Usually when you leave a National Trust property, there is a feeling that you would like to stay a little longer. To sleep in that four-poster bed, to have breakfast served in that wood-panelled dining room, to aristocratically recline on a chaise langue, to live the peaceful life of yesteryear.
At Middlethorpe Hall Hotel and Spa, on the outskirts of York, you can step back into the early 18th century and stay for as long as you like. Although the elegant mellow brick work of Middlethorpe Hall, with architectural echoes of Hampton Court, is a National Trust property, ownership and day to day running have been handed over to Historic House Hotels. Alongside Bodysgallen Hall in North Wales and Hartwell House Hotel near Aylesbury, guests can stay at Middlethorpe in Historic House Hotels that have been restored and preserved for posterity.
But don’t worry these handsome properties are not open for viewings by the public. You will not be a roped off exhibit as you take coffee in Middlethorpe’s bright morning room, afternoon tea on the flagstone terrace or head for the shower in your en-suite bathroom.
In the quaintest of spas – two converted cottages housing treatment rooms, pool and jacuzzi – a lady is swimming and reminiscing over Middlethorpe Hall’s more recent history.
“Back in the 1970s, Brummel’s nightclub was on the ground floor and the upstairs had been converted into flats. The nightclub was meant to be for sophisticated twenty-somethings though to be honest it looked a bit shabby. I was only a teenager, but my older sister sneaked me in.”
Four decades on, Middlethorpe has been restored to its former grandeur. In fact, it is like living in an episode of The Antiques Roadshow, surrounded by serious portraits of ramrod-backed ancestors.
Over the restoration, antique furniture has been acquired in the spirit of 1699 when Thomas Butler first moved into his new home.
Butler, who had made his fortune as a master cutler in Sheffield, aimed to escape the grimy city and establish himself as a cultured gentleman in faraway York. He had taken the Grand Tour of Europe, to educate himself in the arts, but he aimed to create the quintessential English country house. With his grand vision even the dovecote is larger than some of today’s starter homes.
Intriguingly, there is a strong link to 2021 in the house’s history. Butler fell ill and died on a second Grand Tour. Subsequently, the house was rented to Lady Mary Wortley Montagu who was a strong advocate of … vaccination. Whilst in Turkey she had seen the locals vaccinating themselves against smallpox. For all her persuasive passion, vaccination was not taken seriously for more than a century.
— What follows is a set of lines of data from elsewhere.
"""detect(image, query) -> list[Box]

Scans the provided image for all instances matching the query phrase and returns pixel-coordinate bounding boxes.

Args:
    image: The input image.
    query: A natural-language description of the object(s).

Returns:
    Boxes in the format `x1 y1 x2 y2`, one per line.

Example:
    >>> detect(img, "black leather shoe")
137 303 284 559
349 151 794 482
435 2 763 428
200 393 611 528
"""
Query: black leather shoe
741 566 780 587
Butler had built with an eye to establishing his family’s status, shrugging off “new money” jibes. An imperial eagle sits on the house’s roofline. Later owners added to the sense of permanence with a carefully curated arboretum. A map, provided by the National Trust, allows guests to identify specimen trees as they stroll through Middlethorpe Hall’s 20 acres. Amongst the trees are a Cedar of Lebanon, a Northern Red Oak and a Judas Tree.
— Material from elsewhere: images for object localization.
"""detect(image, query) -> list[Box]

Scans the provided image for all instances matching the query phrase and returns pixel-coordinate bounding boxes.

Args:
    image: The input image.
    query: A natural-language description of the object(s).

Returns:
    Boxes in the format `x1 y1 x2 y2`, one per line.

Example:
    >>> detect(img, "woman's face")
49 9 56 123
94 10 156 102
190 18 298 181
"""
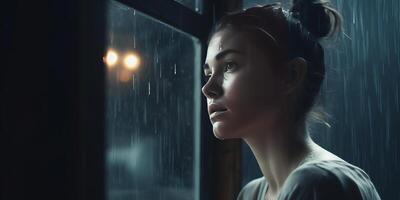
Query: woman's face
202 27 287 140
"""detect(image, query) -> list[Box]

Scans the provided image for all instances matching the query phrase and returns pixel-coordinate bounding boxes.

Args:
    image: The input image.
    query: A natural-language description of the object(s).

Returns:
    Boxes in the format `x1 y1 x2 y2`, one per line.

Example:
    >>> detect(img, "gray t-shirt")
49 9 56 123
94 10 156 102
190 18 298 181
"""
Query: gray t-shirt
236 160 381 200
A walk round the grounds, should take in the lake with its weeping willows, a visit to the croquet lawn to see how the balls are flowing and a glance to see if the cherries are ripening in the walled garden. Here, there are varieties of pears so ancient that over the centuries their names have been lost, though every autumn those trees provide pear jellies for the menu. Apples, apricots, cherries and vegetables from this fertile suntrap of a garden also appear on the menus of the AA two rosette restaurant. After the pandemic’s disruption of food supplies, both chefs and gardeners are looking for more home-grown produce.
With a bus stop by the hotel’s entrance, York’s attractions are easy to access: York Minster, the National Railway Museum, the Jorvik Viking Centre and the Shambles. Even closer lies York’s racecourse and it is but a short drive to the many shops of York’s Designer Outlet.
For all the allure of York, many guests are content to slow down and enjoy the old-fashioned charms of this symmetrically elegant house. It is a place to linger on a window seat looking out over the South Lawn, for coffee and the morning paper in the Morning Room. A place where even the grandfather clock seems to tick-tock more slowly.